È giusto, alle volte, analizzare i sentimenti con quella punta di cinismo che aiuta a considerare i rapporti amorosi dalla giusta prospettiva: senza eccessivo romanticismo, con quel distacco fondamentale per capire che l’amore sarà pure perfetto, ma non lo sono gli esseri umani.
Si parte, allora, da due coppie, composte da Alice e Dan, Larry e Anna. La vicenda si svolge nell’arco di alcuni anni, durante i quali le coppie si mescolano tra di loro, si formano, si disfano e si ricompongono. Closer è un film in cui trovano spazio tradimenti, bugie, sesso, fiducia mal riposta o mai concessa e false identità (chi è davvero Alice? Perché si scoprirà non essere quello il suo vero nome). Anche se, a prima vista, Closer potrebbe essere definito un’opera sulla ricerca dell’amore, quello vero, in realtà non è così: al contrario, la pellicola sembra suggerire che l’amore puro e assoluto non è eterno, ma è composto da pochi attimi, che si perdono poi nella quotidianità, in gesti ripetitivi, in schemi sociali e di coppia formali, che hanno perso col tempo la propria freschezza e spontaneità. «Chi ama a prima vista tradisce ad ogni sguardo», in quanto basta un attimo per innamorarsi – e, in genere, per amare dell’altro «tutto ciò che fa più male» – e anche un attimo per tradire.

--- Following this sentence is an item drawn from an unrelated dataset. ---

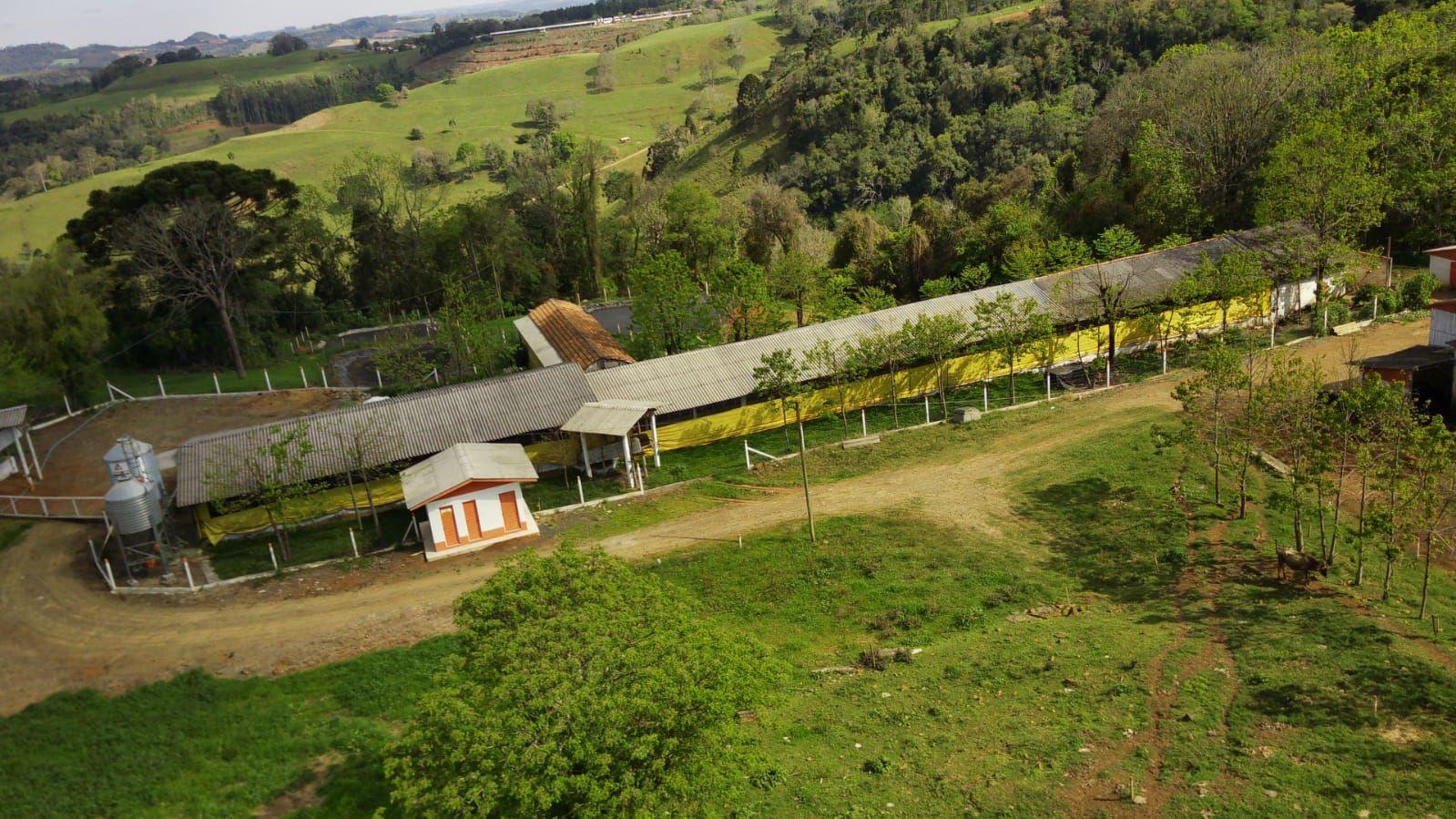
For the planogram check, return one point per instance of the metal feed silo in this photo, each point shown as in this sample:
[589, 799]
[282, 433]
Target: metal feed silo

Nella gigantesca massa di emozioni messa sapientemente in scena da Mike Nichols si sono evitate quelle cadute di stile che avrebbero potuto trasformare il film in un prodotto stucchevole. Closer sfugge dai pericoli in cui inciampa spesso la commedia, per rifugiarsi nella qualità formale garantita dal soggetto (tratto da un testo per il teatro) e anche dall’ottima recitazione di Natalie Portman, Julia Roberts, Jude Law e Clive Owen. Il tocco finale è dato dalla splendida Blower’s daughter di Damien Rice, singolo inserito nella colonna sonora, curata da Morrissey. I personaggi femminili sembrano riuscire più dei corrispettivi maschili a mantenere una sorta d’equilibrio nelle relazioni: le donne sono più brave a mentire al momento opportuno (perché la verità non sempre serve), a mettere un punto fermo a storie che non vanno da nessuna parte, senza, per questo, soffrire meno, farsi meno domande e anche tornando sui propri passi, se necessario, perché spaventate dalla solitudine o dai sensi di colpa.
Di certo, anche se in un modo un po’ maldestro, nonostante gli errori, le indecisioni, le piccole e grandi frustrazioni, i caratteri tentano di dare un senso alla propria vita tramite il rapporto di coppia («tutti vogliono essere felici»), cercando di mettere ogni elemento in fila con ordine, nella speranza di poter pianificare esattamente il futuro, vivendo nell’illusione che la storia perfetta, limpida, solida e incrollabile, esista e che, possibilmente, sia la propria.